Houmous, also spelled as hummus or humus, is a popular Middle Eastern dip or spread made primarily from cooked and mashed chickpeas (garbanzo beans). Here the recipe is adapted to use broad beans, but still maintaining the Middle Eastern feel by combining cumin and lemon.

Houmous is often served as an appetizer or snack with pita bread, crackers, or raw vegetables for dipping. It can also be used as a spread in sandwiches or wraps. In Middle Eastern cuisine, it is a common accompaniment to dishes like falafel and kebabs.

In recent years, houmous has gained widespread popularity for its versatility and health benefits, and it is readily available in supermarkets and restaurants worldwide. It's a delightful addition to any meal or snack and offers a taste of Middle Eastern cuisine's rich and diverse flavors.

Halloumi is a popular semi-hard, brined cheese that originates from Cyprus, an island nation in the Eastern Mediterranean. It is known for its unique texture and ability to be grilled or fried without melting.

Halloumi can be sliced and cooked on a grill or in a pan. The high melting point of the cheese allows it to develop a crispy exterior while maintaining its chewy texture inside. Halloumi holds cultural significance in Cyprus, where it has been produced and consumed for centuries. It's also enjoyed in many other Mediterranean countries and has gained international popularity due to its unique qualities.

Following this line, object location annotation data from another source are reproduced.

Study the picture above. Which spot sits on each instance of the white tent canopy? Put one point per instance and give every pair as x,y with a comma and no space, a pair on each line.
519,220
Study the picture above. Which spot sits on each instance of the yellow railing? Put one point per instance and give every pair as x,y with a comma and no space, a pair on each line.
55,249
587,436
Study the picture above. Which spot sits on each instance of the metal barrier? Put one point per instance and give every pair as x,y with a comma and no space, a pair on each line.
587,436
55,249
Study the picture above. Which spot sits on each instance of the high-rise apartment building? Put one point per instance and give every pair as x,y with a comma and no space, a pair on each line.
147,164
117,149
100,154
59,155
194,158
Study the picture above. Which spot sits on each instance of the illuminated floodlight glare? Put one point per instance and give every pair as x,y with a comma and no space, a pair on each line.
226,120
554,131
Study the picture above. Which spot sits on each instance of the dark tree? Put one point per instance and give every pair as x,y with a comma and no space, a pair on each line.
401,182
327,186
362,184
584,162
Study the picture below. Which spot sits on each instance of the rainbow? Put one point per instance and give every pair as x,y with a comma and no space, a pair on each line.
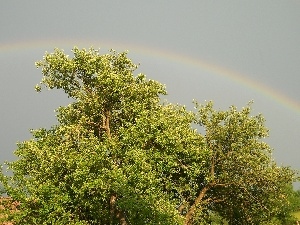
241,79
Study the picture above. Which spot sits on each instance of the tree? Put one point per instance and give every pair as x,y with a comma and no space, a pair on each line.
241,182
120,156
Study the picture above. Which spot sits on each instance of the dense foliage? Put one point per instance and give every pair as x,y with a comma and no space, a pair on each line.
120,156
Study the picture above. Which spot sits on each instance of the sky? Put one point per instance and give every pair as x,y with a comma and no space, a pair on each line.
230,52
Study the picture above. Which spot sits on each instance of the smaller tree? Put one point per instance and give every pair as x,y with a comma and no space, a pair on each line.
241,182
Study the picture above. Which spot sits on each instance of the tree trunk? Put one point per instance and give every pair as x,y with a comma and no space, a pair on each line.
190,213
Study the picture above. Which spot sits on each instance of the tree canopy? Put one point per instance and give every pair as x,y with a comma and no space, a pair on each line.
121,155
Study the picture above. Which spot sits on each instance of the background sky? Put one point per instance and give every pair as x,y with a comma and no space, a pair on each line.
230,52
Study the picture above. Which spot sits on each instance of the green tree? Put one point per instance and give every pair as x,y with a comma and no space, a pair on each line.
120,156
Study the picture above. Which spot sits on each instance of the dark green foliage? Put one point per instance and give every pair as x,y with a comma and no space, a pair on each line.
120,156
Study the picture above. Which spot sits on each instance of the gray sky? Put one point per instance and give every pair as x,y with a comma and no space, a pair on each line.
230,52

In recent years, halloumi has become a trendy ingredient in various cuisines, especially in vegetarian and Mediterranean-inspired dishes. Its versatility, distinctive taste, and ability to hold its shape when cooked have made it a favourite among chefs and home cooks alike.

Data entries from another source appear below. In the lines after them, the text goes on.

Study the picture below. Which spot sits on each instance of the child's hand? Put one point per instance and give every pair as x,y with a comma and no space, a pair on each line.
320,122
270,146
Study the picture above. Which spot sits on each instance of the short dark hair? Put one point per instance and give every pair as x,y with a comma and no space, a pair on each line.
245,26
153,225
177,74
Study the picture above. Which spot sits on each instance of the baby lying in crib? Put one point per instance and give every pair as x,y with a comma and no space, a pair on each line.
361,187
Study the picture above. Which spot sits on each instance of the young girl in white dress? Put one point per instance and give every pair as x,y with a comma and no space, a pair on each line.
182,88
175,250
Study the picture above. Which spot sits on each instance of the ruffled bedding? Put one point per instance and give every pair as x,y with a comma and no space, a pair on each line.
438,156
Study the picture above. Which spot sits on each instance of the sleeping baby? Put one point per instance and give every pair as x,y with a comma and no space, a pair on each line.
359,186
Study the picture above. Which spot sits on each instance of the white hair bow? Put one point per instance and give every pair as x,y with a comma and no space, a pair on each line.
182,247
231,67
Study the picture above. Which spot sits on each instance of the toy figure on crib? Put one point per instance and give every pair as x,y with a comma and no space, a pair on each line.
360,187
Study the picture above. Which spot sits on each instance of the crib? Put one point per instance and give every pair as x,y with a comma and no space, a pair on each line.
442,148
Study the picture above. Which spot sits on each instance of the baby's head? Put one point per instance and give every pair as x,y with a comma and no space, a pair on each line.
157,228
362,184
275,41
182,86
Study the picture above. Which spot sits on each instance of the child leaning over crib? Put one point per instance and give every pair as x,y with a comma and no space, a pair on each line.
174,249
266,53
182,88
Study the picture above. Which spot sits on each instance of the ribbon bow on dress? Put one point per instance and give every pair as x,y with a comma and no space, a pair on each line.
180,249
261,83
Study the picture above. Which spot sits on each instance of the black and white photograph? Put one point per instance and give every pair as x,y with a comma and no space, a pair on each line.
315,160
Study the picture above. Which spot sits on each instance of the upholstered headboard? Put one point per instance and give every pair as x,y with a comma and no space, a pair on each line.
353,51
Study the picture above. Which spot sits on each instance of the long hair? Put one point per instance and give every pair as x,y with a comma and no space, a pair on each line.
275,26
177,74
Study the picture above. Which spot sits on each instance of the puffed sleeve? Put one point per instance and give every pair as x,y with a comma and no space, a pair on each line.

The combination here of salt, cumin, lemons and coriander is so good! This can be made as a batch, but to be honest, if you know this delicious houmous is sat in your fridge - are you going to smash it all in one go instead!?!

 

Song for this recipe:

Time is now - Moloko

Audiobook for this recipe:

Green Lights - Matthew McConaughey

Ingredients:

  • 250g x Broad beans (can be frozen)

  • 1x tsp Ground cumin

  • 250g x Halloumi, Sliced

  • 1x tbsp water

  • 2x Spring onions

  • 1x tsp Ground coriander

  • 1x tbsp Chopped parsley

  • 2x tbsp Olive oil

  • 1x Baguette, sliced

  • Squeeze of lemon juice

Directions:

  1. Blanch (or microwave if frozen) the broad beans for a couple of minutes until they are just soft.

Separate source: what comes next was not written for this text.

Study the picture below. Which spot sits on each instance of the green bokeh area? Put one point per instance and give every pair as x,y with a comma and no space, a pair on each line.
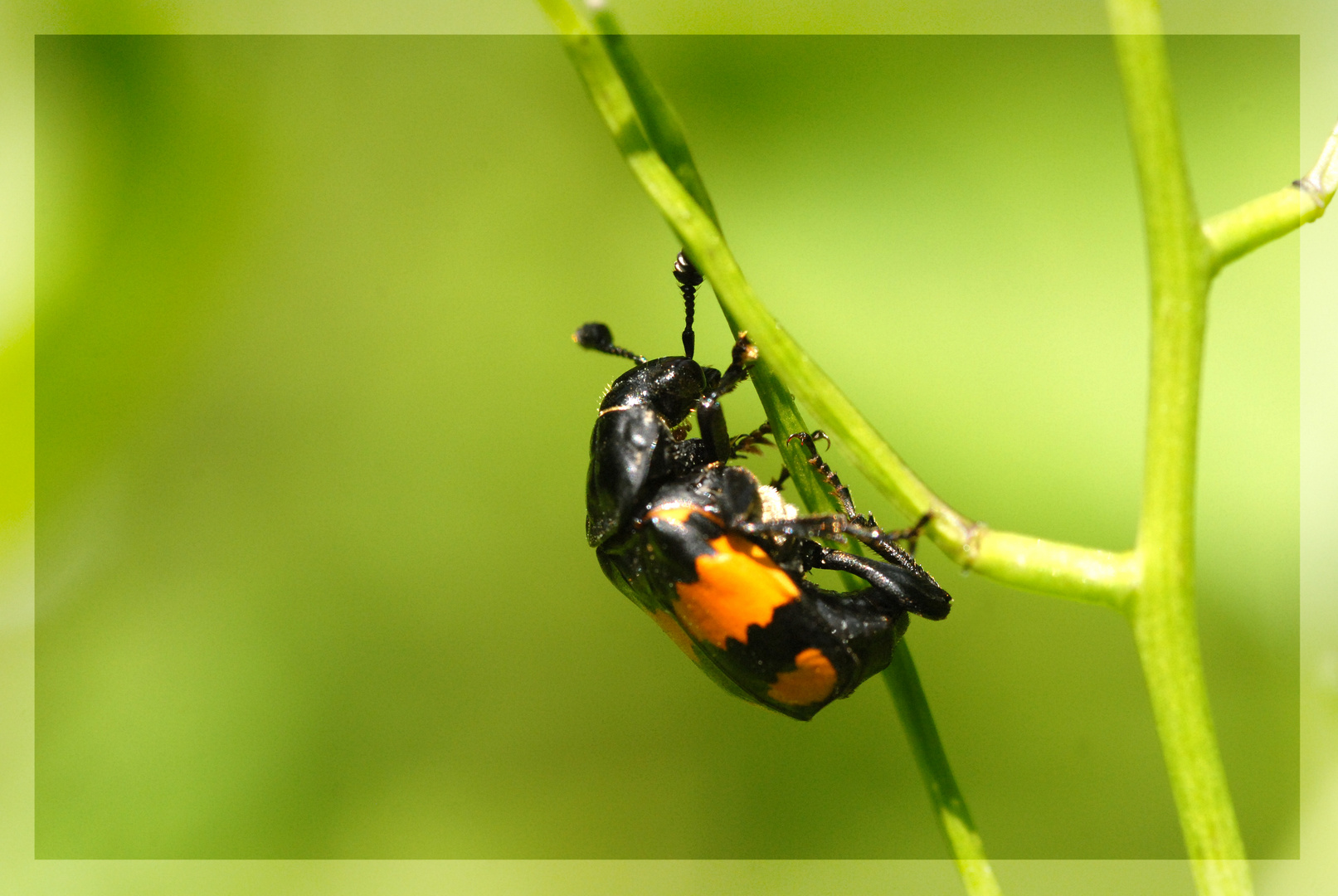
312,578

  2. Drain the beans well and place them in a blender with cumin, coriander, spring onions, water and parsley.

  3. Season well and pulse blitz, you want bite in the houmous - so try not to overblend into a mushy pulp.

  4. Add olive oil and lemon juice to taste and the pulse again.

  5. Toast the baguette slices and grill the halloumi until it’s golden (keep a close eye on it, there is a fine margin between golden and burned!)

  6. Serve the houmous with the halloumi on the toast. Garnish with parsley and a sprinkle of cumin.